Kansas is honestly and accurately a caveat emptor (buyer beware) state for residential real estate sales. There is no Kansas statute requiring sellers to complete or provide a standardized property disclosure form — a real and meaningful difference from states like California, Texas, or Georgia that mandate one by law. The "Seller's Property Condition Disclosure Statement" commonly used in Kansas transactions is a Kansas Association of Realtors / local brokerage-drafted customary form, used because it is standard industry practice and reduces legal risk — not because state law compels it. K.S.A. 58-30,106, the statute most often cited in this context (part of BRRETA), places the "adverse material facts actually known" disclosure duty on the seller's real estate broker/agent, not the seller directly, and expressly states the agent owes no duty to independently inspect the property or verify the seller's statements. Separately, ordinary common-law fraud and fraudulent-concealment principles mean that once a seller does volunteer a disclosure statement (customary but not mandatory) or otherwise makes representations, Kansas courts will hold them to a duty of accuracy — sellers cannot lie about or affirmatively conceal known material defects, even absent a statutory form requirement. Some SEO/marketing sites (e.g., certain "we buy houses" and listing-service blogs) incorrectly describe Kansas as a "full disclosure state" with a mandatory form and enumerated statutory exemptions; this claim is not supported by the statute text and contradicts more careful secondary sources (Nolo, PBOList). Treat those claims as inaccurate.

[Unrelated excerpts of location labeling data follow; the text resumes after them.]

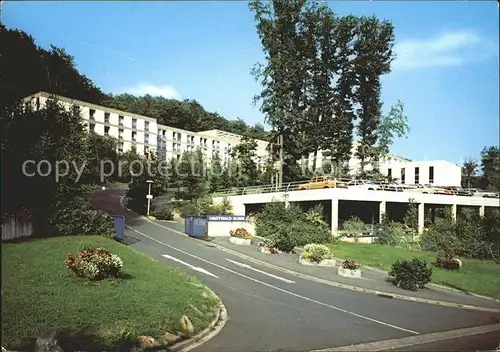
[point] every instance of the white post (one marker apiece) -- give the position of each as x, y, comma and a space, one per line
481, 211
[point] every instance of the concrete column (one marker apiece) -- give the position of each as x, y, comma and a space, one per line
381, 210
335, 215
421, 217
481, 211
454, 212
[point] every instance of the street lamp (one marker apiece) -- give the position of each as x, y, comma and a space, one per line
149, 196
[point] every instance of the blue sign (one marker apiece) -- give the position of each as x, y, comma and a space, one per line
119, 224
227, 218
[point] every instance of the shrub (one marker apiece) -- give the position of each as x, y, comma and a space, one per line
316, 252
411, 275
165, 212
240, 233
351, 264
94, 263
355, 226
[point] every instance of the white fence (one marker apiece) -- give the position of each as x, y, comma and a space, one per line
16, 227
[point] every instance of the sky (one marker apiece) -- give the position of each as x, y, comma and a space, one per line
446, 73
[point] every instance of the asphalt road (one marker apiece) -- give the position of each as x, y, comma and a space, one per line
272, 311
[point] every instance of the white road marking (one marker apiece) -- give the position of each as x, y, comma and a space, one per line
278, 288
260, 271
395, 344
201, 270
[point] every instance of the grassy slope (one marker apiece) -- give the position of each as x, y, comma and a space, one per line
39, 293
476, 276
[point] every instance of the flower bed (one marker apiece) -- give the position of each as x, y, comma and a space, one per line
240, 236
318, 255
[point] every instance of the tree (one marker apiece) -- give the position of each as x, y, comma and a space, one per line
469, 168
490, 164
244, 155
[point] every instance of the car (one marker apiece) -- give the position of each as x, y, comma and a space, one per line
361, 184
318, 182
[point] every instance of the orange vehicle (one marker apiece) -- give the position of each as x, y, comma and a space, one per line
318, 182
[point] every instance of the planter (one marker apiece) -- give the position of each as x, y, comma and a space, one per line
349, 272
237, 240
324, 262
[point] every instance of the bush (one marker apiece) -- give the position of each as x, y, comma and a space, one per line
350, 264
240, 233
316, 252
165, 212
78, 218
411, 275
94, 263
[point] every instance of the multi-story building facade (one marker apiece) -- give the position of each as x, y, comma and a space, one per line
436, 172
146, 136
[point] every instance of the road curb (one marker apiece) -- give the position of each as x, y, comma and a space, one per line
332, 283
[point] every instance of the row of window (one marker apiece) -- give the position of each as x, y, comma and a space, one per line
416, 174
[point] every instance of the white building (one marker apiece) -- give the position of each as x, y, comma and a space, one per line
436, 172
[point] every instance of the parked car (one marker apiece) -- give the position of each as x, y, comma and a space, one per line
318, 182
366, 185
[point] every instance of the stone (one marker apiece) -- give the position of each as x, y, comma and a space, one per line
186, 324
47, 342
170, 338
146, 342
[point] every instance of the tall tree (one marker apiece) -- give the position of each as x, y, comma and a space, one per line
283, 75
373, 50
192, 174
215, 173
244, 156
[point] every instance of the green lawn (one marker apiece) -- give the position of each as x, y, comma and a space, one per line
39, 293
481, 277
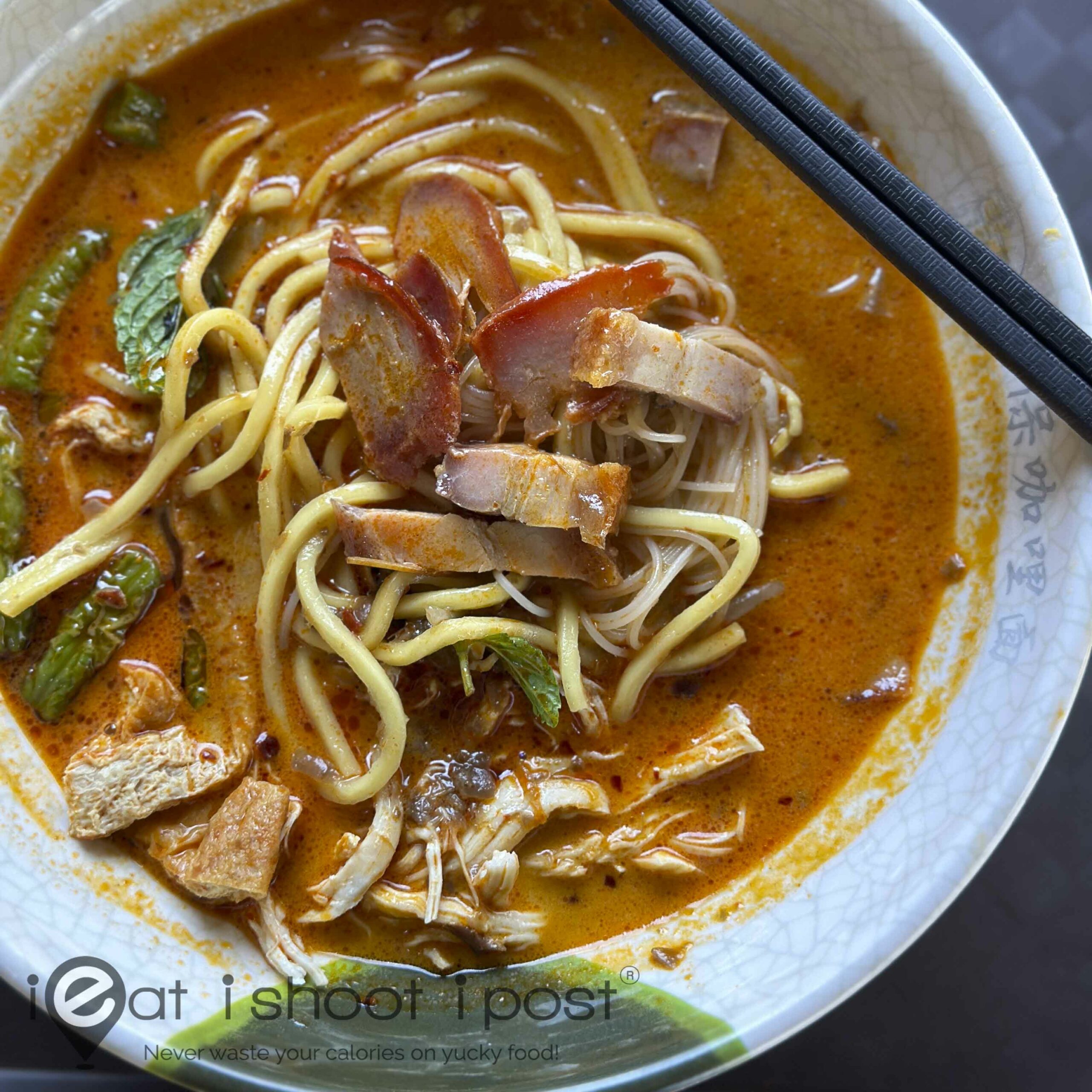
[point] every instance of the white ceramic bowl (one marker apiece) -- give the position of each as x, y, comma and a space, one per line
888, 853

No credible evidence was found of any 2024-2026 Kansas legislative overhaul creating a new mandatory statewide seller disclosure form or a comprehensive seller disclosure statute. A review of the Kansas Legislature's 2025-2026 regular session bill listings did not surface any enacted or pending bill specifically titled or aimed at creating a "Seller Property Disclosure Act" or materially changing K.S.A. 58-30,106, 58-3078, or 58-3078a. The core framework (BRRETA-based broker disclosure duty plus common-law fraud/concealment exposure for sellers, no mandatory form) appears unchanged and still current as of mid-2026. Given the volume of inconsistent and sometimes contradictory secondary sources on this topic, anyone relying on this for an actual transaction should confirm directly via the Kansas Revisor of Statutes site (ksrevisor.gov), the Kansas Real Estate Commission (krec.ks.gov), or a licensed Kansas real estate attorney rather than aggregator/SEO content.
Facts on this page reflect research current as of 2026-07-05. Programs, rates, and laws change — confirm current figures with the relevant state agency before relying on them.